Телодвижения «костюмов» отвлекли его от размышлений. Один из агентов выудил откуда-то стопку бланков протоколов – на верхнем так и было написано крупными буквами «ПРОТОКОЛ №» – и стал заполнять. Другой, не дожидаясь, взялся за расспросы – надеялся, вдруг сболтнут что-нибудь, пока это еще не стало протоколом официально.
– Рассказывайте! – попросил.
Ганин и компания были тертые калачи.
– Рассказывать нечего, – сказал Ганин. – Пошли с мужиками пожарить мяса на природе, нашли танк, позвонили вам сообщить. Вот и весь сказ.
История про «пожарить мяса на природе» (иногда ее заменяли на «пожечь костерок у речки») была всегдашним ответом на вопрос: «А что вы делаете в лесу?». Ее повторяли уже десятки раз – при каждой встрече с государственными людьми, когда те порой неведомым образом возникали посреди чащи.
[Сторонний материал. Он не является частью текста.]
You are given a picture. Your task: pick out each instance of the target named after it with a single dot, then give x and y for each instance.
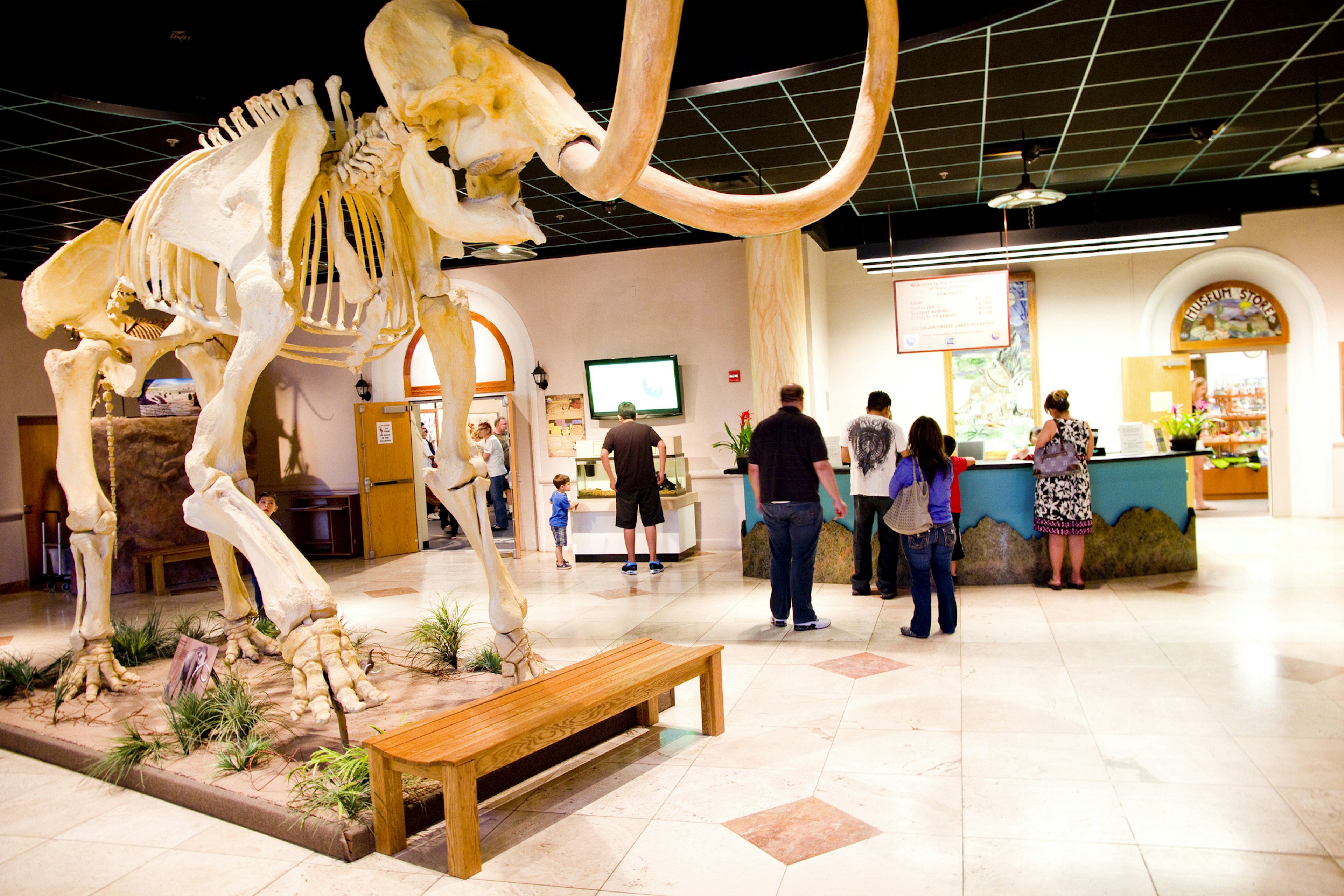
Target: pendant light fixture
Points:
(1319, 154)
(1027, 195)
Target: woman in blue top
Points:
(929, 550)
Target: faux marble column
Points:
(777, 317)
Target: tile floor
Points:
(1171, 735)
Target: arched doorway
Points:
(1296, 370)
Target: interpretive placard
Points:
(949, 314)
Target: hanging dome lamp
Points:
(1319, 154)
(1027, 195)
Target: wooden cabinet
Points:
(327, 526)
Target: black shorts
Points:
(646, 500)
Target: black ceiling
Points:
(1107, 86)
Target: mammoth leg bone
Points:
(92, 519)
(206, 362)
(222, 504)
(460, 483)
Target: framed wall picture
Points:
(994, 394)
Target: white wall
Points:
(1092, 312)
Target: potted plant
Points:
(1184, 428)
(741, 442)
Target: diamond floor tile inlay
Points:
(390, 593)
(616, 594)
(861, 665)
(802, 830)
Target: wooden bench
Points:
(158, 558)
(459, 746)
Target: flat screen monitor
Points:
(652, 385)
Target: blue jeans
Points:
(924, 553)
(498, 485)
(793, 528)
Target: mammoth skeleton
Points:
(291, 236)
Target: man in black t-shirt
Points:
(635, 483)
(787, 460)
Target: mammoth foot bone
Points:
(245, 640)
(318, 648)
(94, 668)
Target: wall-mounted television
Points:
(651, 383)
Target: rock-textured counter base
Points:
(1143, 542)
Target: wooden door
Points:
(387, 479)
(1152, 385)
(41, 488)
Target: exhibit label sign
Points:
(1229, 315)
(952, 314)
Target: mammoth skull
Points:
(463, 86)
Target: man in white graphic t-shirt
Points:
(872, 445)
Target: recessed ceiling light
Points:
(1319, 152)
(504, 253)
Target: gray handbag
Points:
(909, 512)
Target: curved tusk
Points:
(779, 213)
(642, 97)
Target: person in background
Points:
(635, 483)
(1064, 503)
(929, 553)
(561, 507)
(870, 445)
(1199, 402)
(268, 506)
(787, 461)
(494, 453)
(959, 467)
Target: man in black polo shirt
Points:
(787, 461)
(635, 481)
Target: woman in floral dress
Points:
(1064, 503)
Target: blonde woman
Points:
(1064, 503)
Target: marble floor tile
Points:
(913, 866)
(1073, 811)
(897, 804)
(1054, 757)
(545, 848)
(70, 868)
(1054, 868)
(675, 858)
(715, 796)
(896, 753)
(1222, 872)
(802, 830)
(1216, 817)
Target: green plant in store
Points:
(437, 639)
(738, 442)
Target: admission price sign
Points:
(952, 314)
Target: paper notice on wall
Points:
(564, 425)
(952, 314)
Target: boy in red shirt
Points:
(959, 465)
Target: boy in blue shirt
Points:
(561, 507)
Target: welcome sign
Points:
(1229, 315)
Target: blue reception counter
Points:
(1142, 523)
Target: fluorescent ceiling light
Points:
(1049, 244)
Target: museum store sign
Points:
(1229, 315)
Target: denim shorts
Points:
(941, 534)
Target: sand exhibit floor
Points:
(1171, 735)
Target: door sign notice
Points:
(952, 314)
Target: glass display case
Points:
(593, 483)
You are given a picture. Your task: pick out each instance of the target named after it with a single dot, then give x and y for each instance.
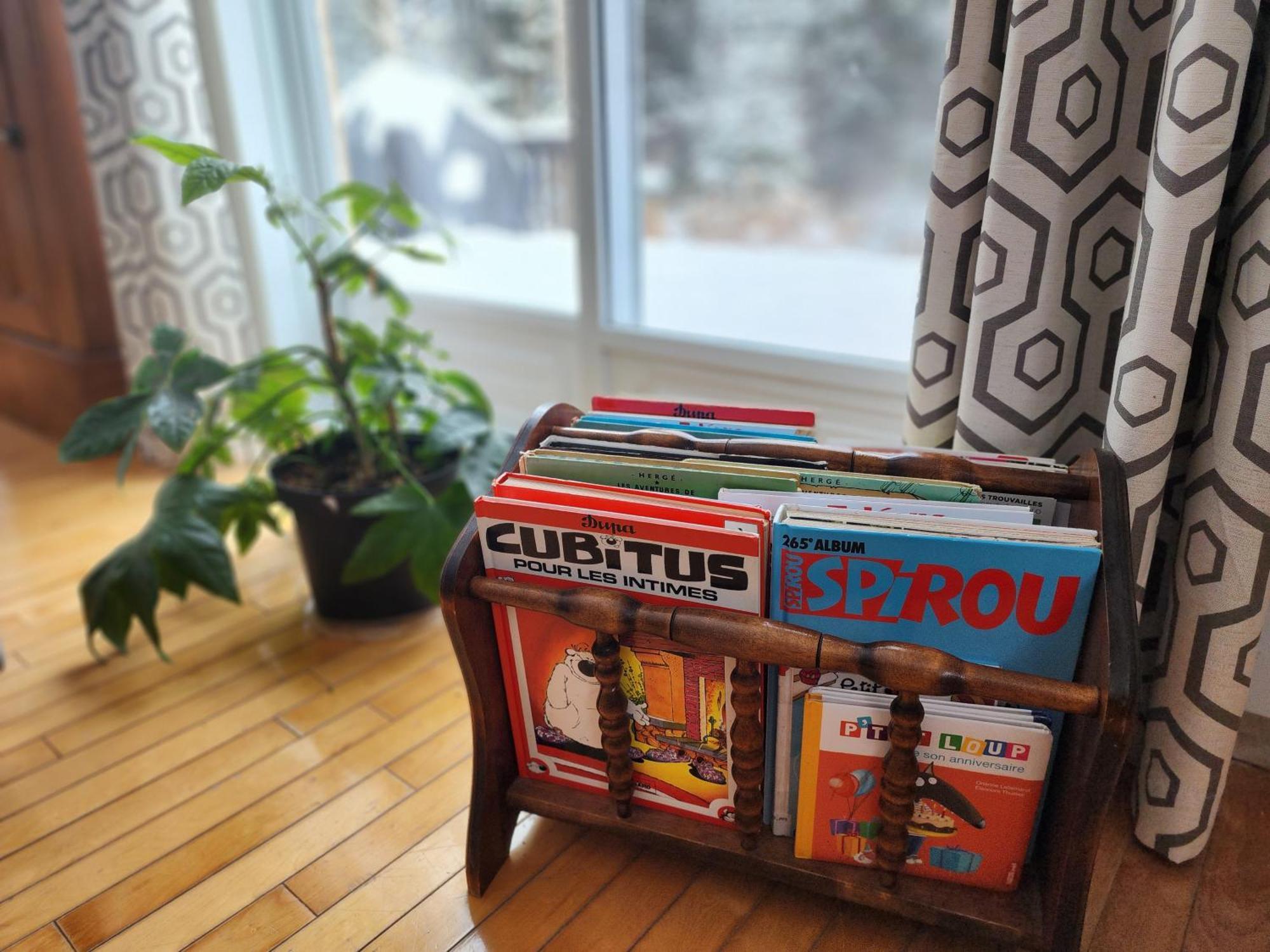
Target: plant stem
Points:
(208, 451)
(336, 365)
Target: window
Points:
(785, 154)
(464, 103)
(725, 199)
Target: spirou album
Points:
(679, 701)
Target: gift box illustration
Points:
(954, 859)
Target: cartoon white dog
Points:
(571, 701)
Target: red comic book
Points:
(803, 420)
(680, 703)
(981, 780)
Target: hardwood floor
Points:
(277, 786)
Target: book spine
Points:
(705, 412)
(782, 821)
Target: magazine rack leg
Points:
(747, 752)
(899, 785)
(614, 722)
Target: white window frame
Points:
(251, 46)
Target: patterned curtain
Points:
(139, 69)
(1097, 271)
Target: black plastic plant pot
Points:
(328, 535)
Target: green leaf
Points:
(387, 544)
(209, 175)
(412, 526)
(178, 153)
(363, 200)
(194, 552)
(479, 466)
(420, 255)
(401, 208)
(279, 420)
(195, 370)
(126, 458)
(121, 587)
(458, 430)
(149, 375)
(178, 548)
(173, 416)
(469, 390)
(359, 341)
(399, 499)
(104, 428)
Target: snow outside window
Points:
(782, 155)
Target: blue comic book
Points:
(1013, 598)
(698, 428)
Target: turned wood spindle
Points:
(614, 722)
(747, 752)
(899, 785)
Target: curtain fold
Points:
(138, 69)
(1098, 272)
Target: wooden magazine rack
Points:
(1047, 912)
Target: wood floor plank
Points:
(48, 940)
(150, 888)
(26, 758)
(434, 656)
(162, 699)
(219, 897)
(261, 926)
(145, 734)
(549, 901)
(930, 939)
(1116, 835)
(1150, 904)
(855, 929)
(402, 697)
(332, 878)
(1233, 903)
(785, 918)
(48, 816)
(416, 767)
(63, 847)
(68, 668)
(449, 913)
(144, 691)
(363, 656)
(107, 873)
(403, 884)
(709, 911)
(624, 909)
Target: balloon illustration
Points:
(866, 781)
(854, 786)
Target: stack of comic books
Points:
(982, 771)
(993, 578)
(655, 548)
(995, 592)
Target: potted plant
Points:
(373, 442)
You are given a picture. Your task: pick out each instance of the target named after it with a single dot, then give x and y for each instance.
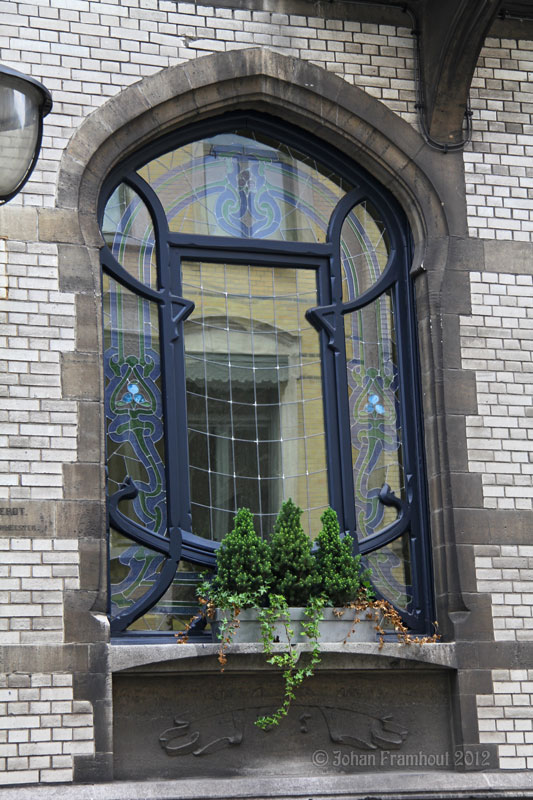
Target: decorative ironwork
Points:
(192, 224)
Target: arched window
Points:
(259, 338)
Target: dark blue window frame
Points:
(326, 317)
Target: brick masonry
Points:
(38, 431)
(506, 717)
(87, 52)
(497, 342)
(34, 574)
(499, 173)
(41, 728)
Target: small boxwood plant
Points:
(340, 578)
(293, 566)
(252, 573)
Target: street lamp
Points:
(24, 102)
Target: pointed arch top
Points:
(306, 95)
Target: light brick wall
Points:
(505, 717)
(38, 429)
(41, 728)
(506, 573)
(34, 574)
(499, 171)
(87, 51)
(497, 342)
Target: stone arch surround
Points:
(429, 188)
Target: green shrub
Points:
(293, 566)
(243, 560)
(339, 573)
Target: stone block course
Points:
(495, 345)
(502, 142)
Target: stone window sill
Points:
(249, 657)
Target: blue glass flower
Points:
(374, 405)
(133, 395)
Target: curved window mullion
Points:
(288, 213)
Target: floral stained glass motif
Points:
(134, 414)
(374, 402)
(374, 397)
(240, 184)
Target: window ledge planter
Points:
(337, 626)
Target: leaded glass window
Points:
(259, 344)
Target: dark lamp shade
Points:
(23, 104)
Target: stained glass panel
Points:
(254, 395)
(243, 184)
(128, 231)
(374, 402)
(134, 414)
(364, 250)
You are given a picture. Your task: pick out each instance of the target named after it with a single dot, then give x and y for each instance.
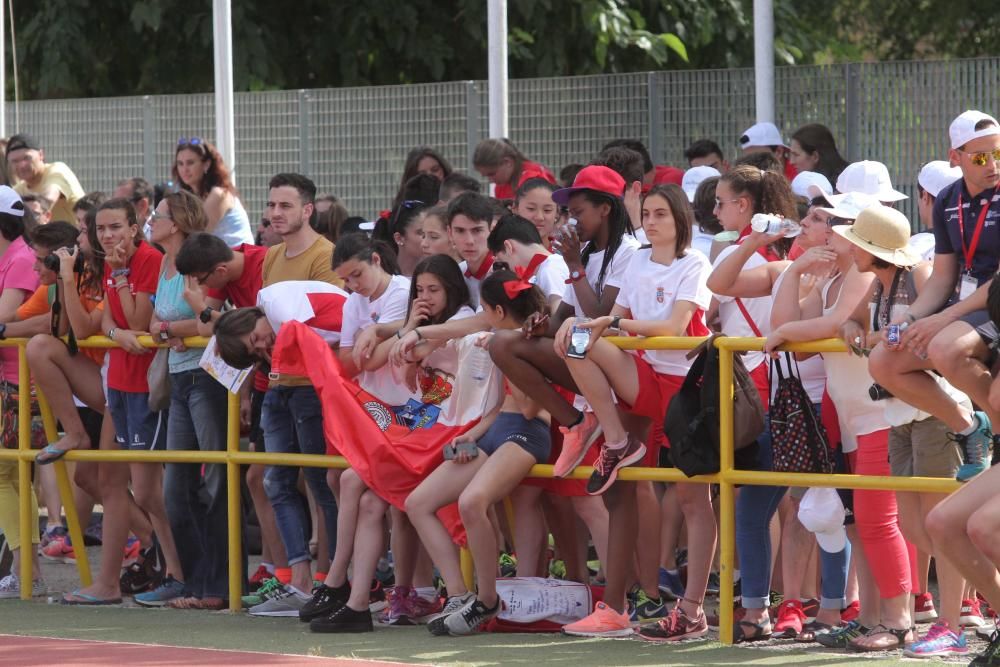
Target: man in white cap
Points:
(954, 340)
(934, 176)
(761, 137)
Эту историю каждый раз слышал Кузьмич, когда решал нагрянуть с рейдом, ее озвучивали лесникам, пожарным, участникам официальных мероприятий по раскопкам. Доходило до абсурда. Однажды Ганина в прямом смысле застукали в яме по грудь с артиллерийским снарядом в руках. «Что вы там делаете?» – спросили его. «Копаем червей», – не моргнув глазом ответил он. И в следующую секунду затянул: «Вот тут с мужиками решили пожечь костерок, посидеть на речке…» На его счастье, они столкнулись тогда со школьной краеведческой экспедицией. Разбираться, что на самом деле эти дяди, заросшие щетиной, забыли в такой дали от цивилизации и зачем один из них держит увесистую, потенциально опасную хреновину, руководителям экспедиции было недосуг.
История про костерок была неправдоподобной, но всегда работала. Поди докажи, что вы действительно не просто так выехали на пикник. Доказать это мог только обыск. «Костюмы» понимали это очень хорошо. Как и то, что если обыск не будет неожиданным, то все самое интересное успеют попрятать.
– Пойдемте посмотрим вещички? – все же предложил агент для проформы.
– Пойдемте, – согласился Ганин, и они пошли к кострищу и палаткам.
– Оружие, наркотики, запрещенные предметы имеем при себе?
Вопрос был дежурным и ответ тоже.
– Закопали, гражданин начальник.
«Костюм» заглянул в рюкзаки – без особенного интереса, перебрал спальники – не особенно тщательно, а палатки и вовсе проигнорировал.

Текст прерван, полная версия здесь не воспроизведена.